Jessica Guo

Personal information
- Born: June 23, 2005 (age 21) Toronto, Ontario, Canada
- Height: 1.64 m (5 ft 5 in)

Fencing career
- Sport: Fencing
- Country: Canada
- Weapon: Foil
- Hand: Left-handed
- Club: Jinko Fencing Club
- Head coach: Jin Ko

Medal record
Women's fencing
Representing Canada
Junior World Championships
| Bronze medal – third place | 2025 Wuxi | Individual foil |
Pan American Games
| Silver medal – second place | 2019 Lima | Foil |
| Silver medal – second place | 2019 Lima | Team foil |
| Silver medal – second place | 2023 Santiago | Team foil |
| Bronze medal – third place | 2023 Santiago | Individual foil |
Pan American Fencing Championships
| Gold medal – first place | 2022 Asuncion | Team foil |
| Silver medal – second place | 2024 Lima | Team foil |
| Silver medal – second place | 2026 Lima | Team foil |
| Bronze medal – third place | 2022 Asuncion | Foil |
| Bronze medal – third place | 2024 Lima | Foil |
Junior World Fencing Championships
| Gold medal – first place | 2021 Cairo | Foil |
| Bronze medal – third place | 2021 Cairo | Foil |

= Jessica Guo =

Canadian fencer (born 2005)

Jessica Zi Jia Guo (born 23 June 2005) is a Canadian left-handed foil fencer.

==Career==

In 2019, Guo won the silver medal in the women's foil event at the Pan American Games held in Lima, Peru.

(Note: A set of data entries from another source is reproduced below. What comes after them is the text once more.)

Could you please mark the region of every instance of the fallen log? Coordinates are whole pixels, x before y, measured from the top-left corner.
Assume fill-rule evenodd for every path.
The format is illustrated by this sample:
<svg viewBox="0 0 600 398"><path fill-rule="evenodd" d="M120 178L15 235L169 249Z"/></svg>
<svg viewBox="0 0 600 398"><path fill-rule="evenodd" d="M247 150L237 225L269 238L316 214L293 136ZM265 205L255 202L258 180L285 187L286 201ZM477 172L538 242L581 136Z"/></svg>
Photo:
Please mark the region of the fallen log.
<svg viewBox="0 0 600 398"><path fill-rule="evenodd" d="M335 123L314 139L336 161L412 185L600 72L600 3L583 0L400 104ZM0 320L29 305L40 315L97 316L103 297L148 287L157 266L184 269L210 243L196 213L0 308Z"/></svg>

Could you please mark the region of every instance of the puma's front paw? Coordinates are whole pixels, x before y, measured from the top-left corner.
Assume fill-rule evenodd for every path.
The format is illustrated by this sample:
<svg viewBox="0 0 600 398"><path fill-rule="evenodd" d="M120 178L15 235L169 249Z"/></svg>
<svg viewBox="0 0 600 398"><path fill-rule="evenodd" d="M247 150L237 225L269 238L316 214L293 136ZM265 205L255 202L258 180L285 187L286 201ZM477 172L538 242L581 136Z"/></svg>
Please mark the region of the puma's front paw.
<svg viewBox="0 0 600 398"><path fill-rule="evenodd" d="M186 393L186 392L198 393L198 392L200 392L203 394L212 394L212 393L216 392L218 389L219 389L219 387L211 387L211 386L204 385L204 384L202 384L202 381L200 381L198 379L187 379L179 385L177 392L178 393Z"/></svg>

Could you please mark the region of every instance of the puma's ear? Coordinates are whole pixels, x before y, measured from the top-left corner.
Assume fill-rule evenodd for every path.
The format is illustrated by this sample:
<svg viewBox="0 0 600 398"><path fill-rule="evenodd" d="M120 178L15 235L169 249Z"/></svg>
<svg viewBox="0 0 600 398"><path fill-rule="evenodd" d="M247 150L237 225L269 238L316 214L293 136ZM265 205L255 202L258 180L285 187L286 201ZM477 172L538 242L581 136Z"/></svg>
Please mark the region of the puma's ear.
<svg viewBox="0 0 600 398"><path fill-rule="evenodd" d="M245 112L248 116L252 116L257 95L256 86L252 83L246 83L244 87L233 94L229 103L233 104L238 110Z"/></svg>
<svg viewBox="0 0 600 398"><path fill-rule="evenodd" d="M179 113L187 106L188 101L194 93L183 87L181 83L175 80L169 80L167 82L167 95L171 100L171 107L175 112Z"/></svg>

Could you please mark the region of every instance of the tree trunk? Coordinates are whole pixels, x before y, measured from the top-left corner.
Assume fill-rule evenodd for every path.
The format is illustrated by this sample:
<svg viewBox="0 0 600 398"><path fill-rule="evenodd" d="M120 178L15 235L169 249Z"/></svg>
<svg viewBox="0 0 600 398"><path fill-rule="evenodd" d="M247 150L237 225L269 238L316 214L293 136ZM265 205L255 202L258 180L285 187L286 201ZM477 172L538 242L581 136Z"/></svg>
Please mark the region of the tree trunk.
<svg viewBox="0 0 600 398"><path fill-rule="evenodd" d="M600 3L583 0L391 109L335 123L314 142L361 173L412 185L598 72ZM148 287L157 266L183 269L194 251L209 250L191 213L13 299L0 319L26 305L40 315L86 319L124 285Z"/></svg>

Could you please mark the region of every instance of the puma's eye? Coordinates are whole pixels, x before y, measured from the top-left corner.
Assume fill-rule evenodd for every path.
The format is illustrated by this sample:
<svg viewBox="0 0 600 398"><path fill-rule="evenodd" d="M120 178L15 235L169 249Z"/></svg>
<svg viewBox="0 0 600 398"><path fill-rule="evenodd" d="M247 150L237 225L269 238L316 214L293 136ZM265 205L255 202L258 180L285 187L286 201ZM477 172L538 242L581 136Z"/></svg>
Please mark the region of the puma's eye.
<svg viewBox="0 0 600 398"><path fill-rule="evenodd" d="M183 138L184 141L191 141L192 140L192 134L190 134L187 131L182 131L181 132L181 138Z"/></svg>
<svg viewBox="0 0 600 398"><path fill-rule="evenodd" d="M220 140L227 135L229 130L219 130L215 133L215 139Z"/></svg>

In the final, she lost against American Lee Kiefer.

Guo represented Canada at the 2020 Summer Olympics in Tokyo, Japan. She competed in the women's foil and women's team foil events. She advanced to the Table of 16 in individual foil, and helped Canada to a fifth-place finish in team foil.

In 2021, Guo won the Cadet Women's Foil World Championship in Cairo, Egypt.

On 6 April 2022, Guo successfully defended her Cadet Women's Foil World Championship title in Dubai. In the final match of women's foil, Guo faced Great Britain's Carolina Stutchbury, winning with a 15–7 score. In the semifinal round, Stutchbury won against Japan's Rino Nagase, 15–10, while Guo defeated Italy's Matilde Molinari, 15–11.